The first bite comes, and it's pure deliciousness. Flour mingles with sugar, which has already combined with baking soda and white chocolate. The tantalizing taste of the cookie lingers on the tongue, as it leaves, only one thought can remain. More. More. More.
Bite number two follows. The mouth region prepares for more amazingness. And it gets it! But what's this? Suddenly, there's a brick of inedibleness in this culinary delight. Hoping someone accidentally dropped poison in the batter, the chews continue. Soon the invader is found out, and it's far more terrifying than run of the mill anthrax or cyanide. Some fool has ruined pastry forever by bringing nuts into the equation. Macadamia nuts at that.
Rather than risk death from more nut cookie consumption, the cookie is quickly incinerated with a pile of napalm and torched to high heaven. Hopefully this wanton act of destruction prevents anyone else from falling for the siren sound of cookie only to get harpooned by the awfulness that is nuts.
It's amazing how frightfully common this scene occurs. I speculate it occurs roughly 17 times a day—but I'm probably undershooting. And while it's a great boon for the much maligned napalm industry, it's a travesty for connoisseurs of fine baked goods worldwide.
Just imagine being told you're about to do something insanely great and fun like going to an amusement park, only to realize that amusement parks are an incredible waste of time and money and are pretty boring to boot.

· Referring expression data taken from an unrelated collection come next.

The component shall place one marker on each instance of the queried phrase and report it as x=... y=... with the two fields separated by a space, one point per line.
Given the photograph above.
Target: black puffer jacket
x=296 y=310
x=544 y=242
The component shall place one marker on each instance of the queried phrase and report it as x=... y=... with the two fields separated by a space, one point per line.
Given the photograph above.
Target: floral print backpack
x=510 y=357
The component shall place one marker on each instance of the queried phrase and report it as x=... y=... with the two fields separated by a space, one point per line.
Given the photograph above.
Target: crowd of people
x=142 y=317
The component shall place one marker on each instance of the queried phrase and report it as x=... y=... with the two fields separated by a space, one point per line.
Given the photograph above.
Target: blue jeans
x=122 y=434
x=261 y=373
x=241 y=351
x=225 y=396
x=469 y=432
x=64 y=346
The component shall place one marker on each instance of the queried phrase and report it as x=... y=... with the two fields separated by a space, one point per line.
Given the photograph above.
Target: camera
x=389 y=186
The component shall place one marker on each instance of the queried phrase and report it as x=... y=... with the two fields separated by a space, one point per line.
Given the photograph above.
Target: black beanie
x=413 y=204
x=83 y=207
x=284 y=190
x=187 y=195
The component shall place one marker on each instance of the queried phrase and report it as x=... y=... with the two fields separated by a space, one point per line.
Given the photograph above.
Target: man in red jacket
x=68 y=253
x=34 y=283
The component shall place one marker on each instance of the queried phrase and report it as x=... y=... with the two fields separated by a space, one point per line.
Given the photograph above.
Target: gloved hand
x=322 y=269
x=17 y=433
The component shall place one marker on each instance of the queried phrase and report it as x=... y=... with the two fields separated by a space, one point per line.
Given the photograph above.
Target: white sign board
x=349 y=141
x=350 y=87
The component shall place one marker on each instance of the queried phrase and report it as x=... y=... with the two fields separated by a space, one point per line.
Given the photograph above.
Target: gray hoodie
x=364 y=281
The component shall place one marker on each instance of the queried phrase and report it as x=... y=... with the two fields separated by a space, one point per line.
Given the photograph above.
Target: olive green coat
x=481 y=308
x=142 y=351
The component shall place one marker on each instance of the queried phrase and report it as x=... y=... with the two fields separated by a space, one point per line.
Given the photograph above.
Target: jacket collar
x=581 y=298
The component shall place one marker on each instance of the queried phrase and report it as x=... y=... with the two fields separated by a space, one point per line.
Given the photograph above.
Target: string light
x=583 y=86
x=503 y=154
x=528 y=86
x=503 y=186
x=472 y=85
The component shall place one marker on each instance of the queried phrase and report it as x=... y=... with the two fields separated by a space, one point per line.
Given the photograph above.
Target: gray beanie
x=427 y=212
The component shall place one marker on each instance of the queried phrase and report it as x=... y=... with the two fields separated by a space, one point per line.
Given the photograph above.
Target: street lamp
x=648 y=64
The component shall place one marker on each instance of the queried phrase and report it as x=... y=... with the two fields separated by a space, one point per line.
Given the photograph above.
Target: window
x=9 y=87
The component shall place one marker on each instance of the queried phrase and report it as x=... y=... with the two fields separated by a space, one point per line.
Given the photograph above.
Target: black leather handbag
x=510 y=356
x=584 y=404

In a nutshell, that's what happens when you combine nuts into pastry.
Keep in mind, I'm not some rabble rouser who aims to take the nut industry down—I'll leave that to the allergics and the hypochondriacs. No, I'm against putting nuts in baked goods, because it makes them taste awful, which is the pure antithesis of what cookies, scones, cookie dough, cakes, frosting covered cookie dough, cookie dough ice cream, nachos, cookie dough batter, doughnuts and cookie dough should be.
To prove my point, I now present to you two case studies that I definitely didn't just make up just to prove my point.

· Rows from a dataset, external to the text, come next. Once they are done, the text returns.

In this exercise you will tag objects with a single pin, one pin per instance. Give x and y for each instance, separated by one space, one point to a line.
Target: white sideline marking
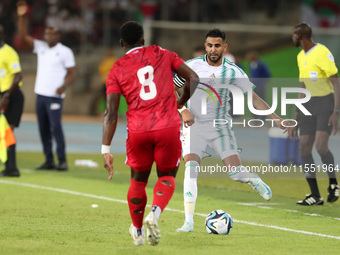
168 209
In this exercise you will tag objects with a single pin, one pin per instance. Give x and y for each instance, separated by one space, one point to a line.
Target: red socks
137 200
163 191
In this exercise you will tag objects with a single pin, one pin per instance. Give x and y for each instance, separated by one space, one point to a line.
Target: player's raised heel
310 200
138 238
262 188
152 231
187 227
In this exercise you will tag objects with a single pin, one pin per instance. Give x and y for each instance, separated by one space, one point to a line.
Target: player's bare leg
239 173
137 201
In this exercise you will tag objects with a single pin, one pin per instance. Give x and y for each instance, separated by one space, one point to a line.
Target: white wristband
182 109
105 149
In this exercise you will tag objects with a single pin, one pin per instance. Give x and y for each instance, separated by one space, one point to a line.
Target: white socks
241 174
190 189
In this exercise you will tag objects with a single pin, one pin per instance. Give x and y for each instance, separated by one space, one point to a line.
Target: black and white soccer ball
218 222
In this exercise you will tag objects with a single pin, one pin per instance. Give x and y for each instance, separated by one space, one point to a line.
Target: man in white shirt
215 71
55 72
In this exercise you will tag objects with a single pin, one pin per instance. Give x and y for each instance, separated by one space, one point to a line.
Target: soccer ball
218 222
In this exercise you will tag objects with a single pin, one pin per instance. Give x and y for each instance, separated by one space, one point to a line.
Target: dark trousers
49 111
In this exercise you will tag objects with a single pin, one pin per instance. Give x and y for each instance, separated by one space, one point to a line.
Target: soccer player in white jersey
200 133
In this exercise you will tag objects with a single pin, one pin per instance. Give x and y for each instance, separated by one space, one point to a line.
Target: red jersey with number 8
144 77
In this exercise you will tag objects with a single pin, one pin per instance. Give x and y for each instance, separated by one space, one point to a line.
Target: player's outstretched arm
260 104
109 129
22 24
187 117
191 81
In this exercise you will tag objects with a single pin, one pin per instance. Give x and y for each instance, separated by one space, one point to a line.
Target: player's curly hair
216 33
131 32
305 30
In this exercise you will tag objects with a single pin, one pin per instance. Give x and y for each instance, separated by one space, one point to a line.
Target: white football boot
152 230
187 227
137 239
262 188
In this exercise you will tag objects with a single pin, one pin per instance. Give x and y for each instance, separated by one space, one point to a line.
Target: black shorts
15 107
321 109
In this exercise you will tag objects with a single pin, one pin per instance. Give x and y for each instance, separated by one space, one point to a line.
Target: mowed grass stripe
168 209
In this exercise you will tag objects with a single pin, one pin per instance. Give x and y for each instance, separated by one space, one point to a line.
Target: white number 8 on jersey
148 90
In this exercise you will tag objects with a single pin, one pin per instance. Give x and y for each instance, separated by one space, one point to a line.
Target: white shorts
197 137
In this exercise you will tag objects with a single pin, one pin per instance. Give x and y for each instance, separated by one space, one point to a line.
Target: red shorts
161 146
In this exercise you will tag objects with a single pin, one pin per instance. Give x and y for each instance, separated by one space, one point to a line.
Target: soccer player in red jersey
144 77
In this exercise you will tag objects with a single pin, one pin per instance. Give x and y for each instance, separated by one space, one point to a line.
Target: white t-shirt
52 67
216 77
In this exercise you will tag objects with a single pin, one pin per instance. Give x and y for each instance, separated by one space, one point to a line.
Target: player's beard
214 60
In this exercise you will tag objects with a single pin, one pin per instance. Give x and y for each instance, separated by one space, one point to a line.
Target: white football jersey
204 103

Case Study A: Monster Cookie
Oatmeal. Chocolate Chips. M&M's.
The monster cookie basically combines all that is good with the world into an amazing morsel of deliciousness. I'll even allow it to have peanut butter, because the crushing process actually allows the cookie to have decent taste. While the name might seem scary, the taste definitely isn't.
Now contrast this with another case study... a very different one.

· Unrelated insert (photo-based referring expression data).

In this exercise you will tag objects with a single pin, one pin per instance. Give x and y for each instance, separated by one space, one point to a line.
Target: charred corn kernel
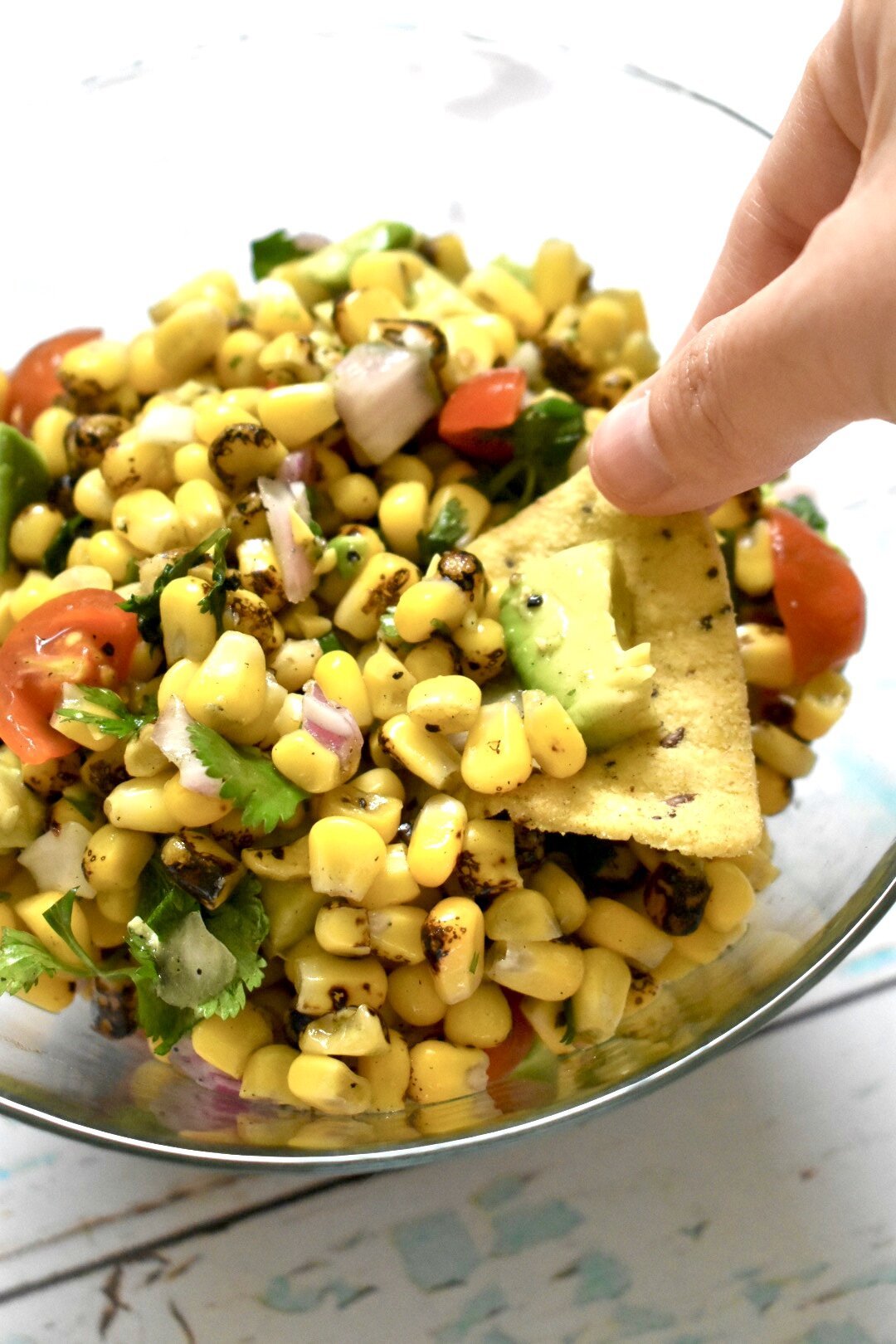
265 1075
445 704
731 895
345 856
328 1085
483 1020
496 756
522 916
230 1043
377 811
116 858
32 531
441 1071
488 863
550 1022
303 760
141 806
558 275
387 1073
49 435
483 648
402 516
555 743
754 569
540 969
437 840
414 997
455 945
395 884
343 930
782 750
434 657
190 338
387 683
230 686
497 290
188 632
324 981
377 587
299 413
429 757
475 507
609 923
820 704
340 679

Case Study B: Horrible piece of crap cookies that waste a bunch of good and tasty ingredients by including crap like macadamia nuts or pistachios or cashews or peas or walnuts or some other waste of calories, thereby turning goodness into a high concentration of awfulness which is purely inedible and nobody actually likes, due to the sheer crap-tastic nature of nuts in baked goods.
While the wining description of this product sounds “delectable,” you actually cannot check up on this cookie. Go ahead, just check out any bakery. You see those delicious-looking cookies? They have no nuts in them. You see that pile of nuts with a bunch of flies buzzing around them letting out the fly equivalent of profanity? Those are the remnants of nut cookies. Please note how even flies, who tend to eat vomit and excrement, avoid the awfulness that is nuts in baked goods.
These case studies are certainly damning, but the thing is, I actually don't dislike the concept of nuts. If there's a bowl of cashews, I'll definitely dig in. But when it saps the good out of otherwise delicious items, I get angry. I don't buy into this “Salty Sweet” philosophy, when we could easily push forth the concept of “Sweet Sweet,” and please the masses. If you put crap into good, it brings down the whole equation.